Fast forward to the 21st century. The fight-or-flight reflex is alive and well. If a car speeds towards us as we are crossing the street, we instinctually dart out of the way in a split second. When a masked stranger attacks us from behind, we make a quick jab to his stomach followed by a swift kick to his gonads, then run as fast as we can. These situations, though, are few and far between.

Advances in science, technology, and medicine have obliterated most of the threats our ancestors faced. Compared to people in previous eras, we face far fewer life-threatening encounters. And yet, we are more anxious now than ever before. Our ancestors feared storms, wooly mammoths, tidal waves, plagues, famines, droughts, and vengeful gods. What are we worried about? Our grades in school, our performance at work, our weight and physical appearance, our daughter’s loser boyfriend, public speaking, keeping up with the Jones, conflicts with our friends and partners, the rising costs of gas, swine flu, socialized medicine and Obama’s so-called “death panels.” Even more “legitimate” fears, like global warming, terrorist attacks, bankruptcy, and breast cancer, are probably less likely, less immediate, and less deadly than all our worrying makes them seem.

We do have an evolutionary excuse for this: the sympathetic nervous system tends to be all-or-nothing. It is not always modulated for varying degrees of danger. From a purely physiological standpoint, our bodies may respond the same way whether we are giving an oral presentation in school or being chased by a hungry lion.

Having some degree of anxiety is still advantageous in many ways. A bit of anxiety engenders caution, preparedness, and motivation. Mild to moderate levels of anxiety are associated with better school performance and higher occupational achievement. Anxiety protects us from engaging in dangerous activities, contracting deadly diseases, and acting in ways that may lead to social alienation. Anxiety, like most emotions and characteristics, can be positive when it is understood fully and managed mindfully.
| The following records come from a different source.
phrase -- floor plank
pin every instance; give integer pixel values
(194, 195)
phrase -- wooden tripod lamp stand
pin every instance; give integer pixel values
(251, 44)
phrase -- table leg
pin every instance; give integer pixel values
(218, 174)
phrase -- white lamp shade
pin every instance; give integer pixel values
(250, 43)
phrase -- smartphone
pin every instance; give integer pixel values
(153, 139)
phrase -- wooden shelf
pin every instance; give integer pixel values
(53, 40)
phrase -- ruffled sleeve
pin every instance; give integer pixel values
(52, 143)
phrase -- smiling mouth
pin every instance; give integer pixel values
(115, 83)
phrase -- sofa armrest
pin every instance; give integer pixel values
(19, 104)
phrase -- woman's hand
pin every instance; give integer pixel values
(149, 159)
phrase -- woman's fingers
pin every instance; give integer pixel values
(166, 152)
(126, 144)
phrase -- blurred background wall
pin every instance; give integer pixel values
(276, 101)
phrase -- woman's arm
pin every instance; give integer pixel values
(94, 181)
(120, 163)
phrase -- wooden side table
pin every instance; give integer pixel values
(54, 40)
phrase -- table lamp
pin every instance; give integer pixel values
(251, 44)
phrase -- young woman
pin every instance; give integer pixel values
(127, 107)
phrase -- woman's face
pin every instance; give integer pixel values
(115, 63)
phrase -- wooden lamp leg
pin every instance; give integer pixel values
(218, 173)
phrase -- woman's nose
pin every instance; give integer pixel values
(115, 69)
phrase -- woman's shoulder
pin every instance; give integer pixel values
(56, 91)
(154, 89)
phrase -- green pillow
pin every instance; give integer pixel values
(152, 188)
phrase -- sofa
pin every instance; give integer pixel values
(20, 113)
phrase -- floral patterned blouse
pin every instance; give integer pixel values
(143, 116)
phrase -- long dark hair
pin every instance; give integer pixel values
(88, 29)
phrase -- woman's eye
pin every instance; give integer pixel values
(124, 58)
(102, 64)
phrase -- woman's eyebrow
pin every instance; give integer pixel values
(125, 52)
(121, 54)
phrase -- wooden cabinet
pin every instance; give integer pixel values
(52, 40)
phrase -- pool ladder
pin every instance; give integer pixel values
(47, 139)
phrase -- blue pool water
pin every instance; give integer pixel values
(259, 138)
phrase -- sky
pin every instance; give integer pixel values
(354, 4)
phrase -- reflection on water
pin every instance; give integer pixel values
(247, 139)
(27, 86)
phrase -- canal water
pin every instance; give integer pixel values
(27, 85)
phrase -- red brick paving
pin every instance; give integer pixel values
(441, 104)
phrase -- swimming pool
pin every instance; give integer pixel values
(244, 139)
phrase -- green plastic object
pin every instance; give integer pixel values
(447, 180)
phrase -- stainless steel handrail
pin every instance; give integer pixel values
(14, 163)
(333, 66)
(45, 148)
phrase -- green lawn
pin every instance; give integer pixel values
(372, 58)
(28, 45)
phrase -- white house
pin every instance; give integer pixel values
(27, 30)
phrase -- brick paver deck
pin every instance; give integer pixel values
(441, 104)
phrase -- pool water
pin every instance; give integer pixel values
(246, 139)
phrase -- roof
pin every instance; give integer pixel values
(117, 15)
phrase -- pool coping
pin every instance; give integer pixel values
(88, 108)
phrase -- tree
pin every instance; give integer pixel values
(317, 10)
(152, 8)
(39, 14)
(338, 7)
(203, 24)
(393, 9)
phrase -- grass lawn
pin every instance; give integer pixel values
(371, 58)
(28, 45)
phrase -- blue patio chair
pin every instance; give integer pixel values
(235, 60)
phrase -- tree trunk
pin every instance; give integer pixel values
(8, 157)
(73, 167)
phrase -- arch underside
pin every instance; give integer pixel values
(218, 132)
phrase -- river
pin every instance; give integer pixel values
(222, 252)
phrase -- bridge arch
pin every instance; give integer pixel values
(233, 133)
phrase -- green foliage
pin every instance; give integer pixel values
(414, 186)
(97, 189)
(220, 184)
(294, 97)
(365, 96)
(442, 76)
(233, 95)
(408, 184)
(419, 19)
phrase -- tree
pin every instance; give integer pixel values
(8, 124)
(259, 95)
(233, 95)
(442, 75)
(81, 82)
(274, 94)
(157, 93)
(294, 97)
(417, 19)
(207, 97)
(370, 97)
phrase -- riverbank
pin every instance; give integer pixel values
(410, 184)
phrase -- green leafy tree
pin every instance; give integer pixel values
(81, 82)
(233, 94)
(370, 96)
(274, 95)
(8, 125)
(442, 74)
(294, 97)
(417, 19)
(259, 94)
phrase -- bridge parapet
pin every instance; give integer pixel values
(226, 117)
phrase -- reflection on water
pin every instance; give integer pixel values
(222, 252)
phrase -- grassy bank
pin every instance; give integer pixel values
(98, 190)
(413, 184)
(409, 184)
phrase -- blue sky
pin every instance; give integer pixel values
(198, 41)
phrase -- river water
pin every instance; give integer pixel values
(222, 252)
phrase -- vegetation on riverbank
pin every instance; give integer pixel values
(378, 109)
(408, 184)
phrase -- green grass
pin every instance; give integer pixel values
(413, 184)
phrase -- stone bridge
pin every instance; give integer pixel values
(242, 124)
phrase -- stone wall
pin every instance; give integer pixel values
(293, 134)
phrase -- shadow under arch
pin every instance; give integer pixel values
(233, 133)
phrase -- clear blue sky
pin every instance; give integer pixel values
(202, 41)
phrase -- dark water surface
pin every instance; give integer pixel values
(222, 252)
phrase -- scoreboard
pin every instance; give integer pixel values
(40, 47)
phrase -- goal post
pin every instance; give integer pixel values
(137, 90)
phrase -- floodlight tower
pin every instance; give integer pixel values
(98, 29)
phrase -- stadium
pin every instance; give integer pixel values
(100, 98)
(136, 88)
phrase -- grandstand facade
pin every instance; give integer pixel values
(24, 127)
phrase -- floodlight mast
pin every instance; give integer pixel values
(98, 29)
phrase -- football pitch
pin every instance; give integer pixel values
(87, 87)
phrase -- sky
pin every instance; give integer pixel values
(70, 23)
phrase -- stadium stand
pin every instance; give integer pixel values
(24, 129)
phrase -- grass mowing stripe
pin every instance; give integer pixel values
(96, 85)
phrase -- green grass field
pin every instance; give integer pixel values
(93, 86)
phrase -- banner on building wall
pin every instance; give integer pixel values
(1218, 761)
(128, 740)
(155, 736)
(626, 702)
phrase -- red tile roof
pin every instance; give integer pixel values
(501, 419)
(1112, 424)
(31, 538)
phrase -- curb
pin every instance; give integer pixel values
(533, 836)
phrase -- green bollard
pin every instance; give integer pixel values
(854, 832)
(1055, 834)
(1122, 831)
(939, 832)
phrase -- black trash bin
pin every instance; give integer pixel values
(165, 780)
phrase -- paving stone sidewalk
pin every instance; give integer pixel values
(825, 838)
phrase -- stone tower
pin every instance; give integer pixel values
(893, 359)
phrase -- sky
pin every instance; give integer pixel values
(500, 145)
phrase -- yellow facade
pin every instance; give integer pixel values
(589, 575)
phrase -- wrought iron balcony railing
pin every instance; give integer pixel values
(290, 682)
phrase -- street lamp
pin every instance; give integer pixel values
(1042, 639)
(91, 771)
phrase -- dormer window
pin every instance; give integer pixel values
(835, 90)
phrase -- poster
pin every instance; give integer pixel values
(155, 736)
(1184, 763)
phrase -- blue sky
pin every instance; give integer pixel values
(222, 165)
However, the enormous number of Americans suffering from anxiety disorders suggests that something has gone awry with this natural, universal, ordinarily adaptive reflex. The problem, I think, is that in order to be adaptive, emotional responses must fit changing circumstances and challenges. In other words, anxiety is only beneficial insofar as it increases our fitness as a species in the modern world, allowing us to survive and thrive. We’ve been slow to adapt to certain evolutionarily recent threats. Our fears of ghosts, monsters, spiders, and snakes are perhaps a bit excessive. On the other hand, we could probably benefit from more fear of driving fast, cigarettes, and unprotected sex.

We are not slaves to our biology, and evolution is not destiny. The problem with biological determinism is not the biology; it’s the determinism. A number of psychological and behavioral treatments have been shown to reduce problematic anxiety. Through cognitive and behavioral techniques, we can gain insight into the workings of our bodies and minds, develop new ways of thinking, challenge our fears, acquire coping skills, and learn to live mindful, joyful, fulfilling lives that are not limited by anxiety.